I have skin cancer – a type called basal cell carcinoma.
I want to share my experience right from the beginning through my blog. Don’t worry, it won’t dominate this blog – there are recipes to share and other experiences to write about. Cancer does not define me. I won’t let it. It’s part of my whole life journey. It’s part of me. I own it.
One might think, whew, it’s only skin cancer….. good thing it’s not a more serious cancer. Cancer is cancer. Those mutant cells have now been identified in my body. I AM grateful that basal cell carcinoma has a very good success rate of treatment and survival rate of 95% at five years.
This kind of skin cancer is attributed to UV rays from sun exposure or tanning beds (which I’ve never used). Some scientists say that the sun’s rays were doing their damage decades ago unbeknownst to me. When I was a kid in the 1950s , we practically LIVED outside, summer and winter. Sunscreen hadn’t been invented yet and climate change wasn’t recognized. We played outside in the summer wearing as few clothes as possible with our bodies becoming browner as the summer progressed.
I felt suspicious about a few spots on my face several years ago so I went to my former family Doctor. He thought they were insigificant, cosmetic spots and proceeded to do a freezing-like treatment on each one – it’s called Cryosurgery which uses liquid nitrogen to destroy the pre-cancerous cells. It didn’t help. I changed physicians to a young woman who was only 4 minutes from home – I ‘interviewed’ her and decided she was easy to communicate with, up-to-date on the latest research, and had no problem with addressing each other by our first names. Last year, I showed her my little ‘spots of concern’ on my face and asked for a dermatologist appointment to get them checked out. She suggested that first we try the freezing treatment (again). After a month, it was clear that it didn’t work (again) so a referral was made to a dermatologist. My concerns centered around one particular area on my upper lip which bled off-and-on and never healed completely. It looked almost like a roundish scar, but I had never been cut there. And it was growing in size.
Finally, my dermatologist appointment arrived after 8 months of waiting – I could have gone earlier into the city but I didn’t want to drive there as parking is a nightmare. The Doc walked in and introduced herself and her collegue, asking for my permission that he be there. She walked up to me sitting on the examining table half dressed and stated matter-of-factly “I see you have skin cancer”. Just like that. A family doctor couldn’t identify a suspicious skin anomaly? Anyone can ‘google’ my symptoms and get a probable answer. She checked me over but was focused on that one spot. She thought that it was a large basal cell carcinoma. Her and her collegue talked about various treatments and even called in the plastic surgeon from the clinic next door. They all agreed that Mohs surgery was called for: basically, at the Ottawa Hospital I will be under local anesthetic and the surgeon will scrape away layers of the cancer, testing it after each layer until no cancer remains. It’s quite successful for the treatment of this kind of cancer. The surgery will likely be in about 3 months.
While I was there, the dermatologist did a biopsy by injecting freezing into my upper lip and removing a portion of the cancer with a scalpel to send off to the lab for confirmation.
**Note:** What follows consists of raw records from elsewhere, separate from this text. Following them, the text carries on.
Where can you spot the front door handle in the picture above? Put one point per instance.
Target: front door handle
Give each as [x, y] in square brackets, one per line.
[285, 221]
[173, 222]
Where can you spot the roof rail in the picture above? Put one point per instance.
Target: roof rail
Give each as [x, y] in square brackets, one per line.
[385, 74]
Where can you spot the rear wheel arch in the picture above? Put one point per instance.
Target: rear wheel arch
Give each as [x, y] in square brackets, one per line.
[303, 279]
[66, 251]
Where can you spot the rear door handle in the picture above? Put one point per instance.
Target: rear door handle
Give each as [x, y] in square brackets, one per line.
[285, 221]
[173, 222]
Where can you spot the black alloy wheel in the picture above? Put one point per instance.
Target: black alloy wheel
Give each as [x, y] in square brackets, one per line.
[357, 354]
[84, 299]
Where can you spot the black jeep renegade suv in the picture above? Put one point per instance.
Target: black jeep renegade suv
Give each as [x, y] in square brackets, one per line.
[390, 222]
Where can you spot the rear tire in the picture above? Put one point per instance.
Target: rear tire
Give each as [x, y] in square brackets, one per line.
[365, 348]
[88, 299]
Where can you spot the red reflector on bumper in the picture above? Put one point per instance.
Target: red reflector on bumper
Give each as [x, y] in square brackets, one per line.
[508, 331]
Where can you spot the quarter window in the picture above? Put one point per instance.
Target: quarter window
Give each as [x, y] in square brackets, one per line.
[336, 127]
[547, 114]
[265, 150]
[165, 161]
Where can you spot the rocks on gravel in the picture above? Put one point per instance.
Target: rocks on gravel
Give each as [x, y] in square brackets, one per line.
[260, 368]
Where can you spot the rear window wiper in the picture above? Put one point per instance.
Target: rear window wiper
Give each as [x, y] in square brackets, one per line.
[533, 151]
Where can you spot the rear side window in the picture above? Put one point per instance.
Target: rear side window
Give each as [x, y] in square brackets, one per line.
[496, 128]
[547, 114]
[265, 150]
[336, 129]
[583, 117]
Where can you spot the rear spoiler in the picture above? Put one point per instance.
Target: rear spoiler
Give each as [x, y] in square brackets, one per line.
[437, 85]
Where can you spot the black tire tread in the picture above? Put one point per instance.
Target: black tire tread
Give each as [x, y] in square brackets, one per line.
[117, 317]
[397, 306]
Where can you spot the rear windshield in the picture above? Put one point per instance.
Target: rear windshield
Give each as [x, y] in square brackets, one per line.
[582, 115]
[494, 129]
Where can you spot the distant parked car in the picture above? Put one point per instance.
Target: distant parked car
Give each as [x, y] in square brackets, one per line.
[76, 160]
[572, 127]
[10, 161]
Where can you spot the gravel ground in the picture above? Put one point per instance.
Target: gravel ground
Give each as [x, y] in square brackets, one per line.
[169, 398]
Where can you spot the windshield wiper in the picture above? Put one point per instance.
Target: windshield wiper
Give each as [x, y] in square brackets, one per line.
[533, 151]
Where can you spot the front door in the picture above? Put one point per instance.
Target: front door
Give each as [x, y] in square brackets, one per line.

I had no problem looking at the needle with freezing going in but when I saw her coming close to my face with the scalpel, I thought to myself “it’s okay to close your eyes now” hehehe. Then she proceeded to cauterize the area, which hurt because some of it had no freezing. I said that I shouldn’t be such a baby since I gave birth to seven children without as much as an aspirin for the pain.
She talked about sunscreen… calling for biopsy results in 3 weeks… the surgeon’s name… Mohs surgery… reconstruction…. and other things and I was worried that I wouldn’t remember it all. Then she handed me a sheet of paper where she kindly wrote it all down.
I’ve been thinking alot about being outside and gardening this summer and driving with the sun pouring through the window and forgetting to lather on my 60 SPF sunscreen and a whole lot of other things that never concerned me before.
Biopsy results confirmed basal cell carcinoma.